Endometriosi ovarica: come prevenire le recidive


Direttore del Centro di Ginecologia e Sessuologia Medica H. San Raffaele Resnati, Milano

Dolori mestruali. E un ovaio colpito da una malattia insidiosa. La cura? C'è: si chiama terapia contraccettiva.

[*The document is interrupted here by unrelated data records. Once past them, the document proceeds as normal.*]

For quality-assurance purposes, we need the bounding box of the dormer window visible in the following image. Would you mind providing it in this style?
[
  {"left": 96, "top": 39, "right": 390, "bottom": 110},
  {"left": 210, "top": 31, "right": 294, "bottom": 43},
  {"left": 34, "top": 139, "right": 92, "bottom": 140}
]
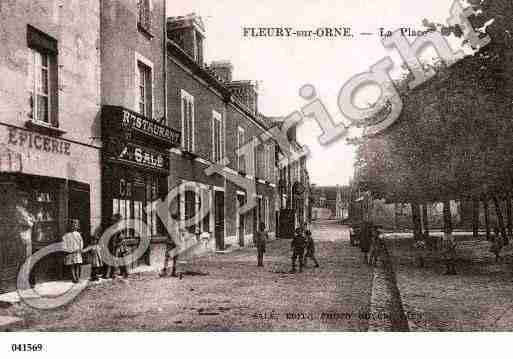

“Ho 22 anni e fin dal primo ciclo ho sempre sofferto di dolori mestruali molto intensi, che però sono stati curati solo con analgesici. Un mese fa ho avuto un dolore addominale tremendo. Mi hanno operata d’urgenza per una cisti ovarica che si era ”torta”. Purtroppo hanno dovuto asportarmi l’ovaio perché era grosso (10 cm!) e in più ammalato di endometriosi. Adesso mi hanno proposto la pillola finché non vorrò bambini, per evitare che si formi un’altra cisti endometriosica sull’ovaio che mi resta. E’ giusto? Mia mamma è contraria agli ormoni. Io però dopo questa brutta esperienza vorrei fare la scelta giusta. Ho guardato su Internet e mi sono spaventata: ho capito che ho un bel rischio di non avere bambini (e la cosa mi terrorizza) e anche di avere una menopausa precoce!!! Ma è vero? Lei pensa che la pillola potrebbe davvero aiutarmi?”.
Doriana F. (Pordenone)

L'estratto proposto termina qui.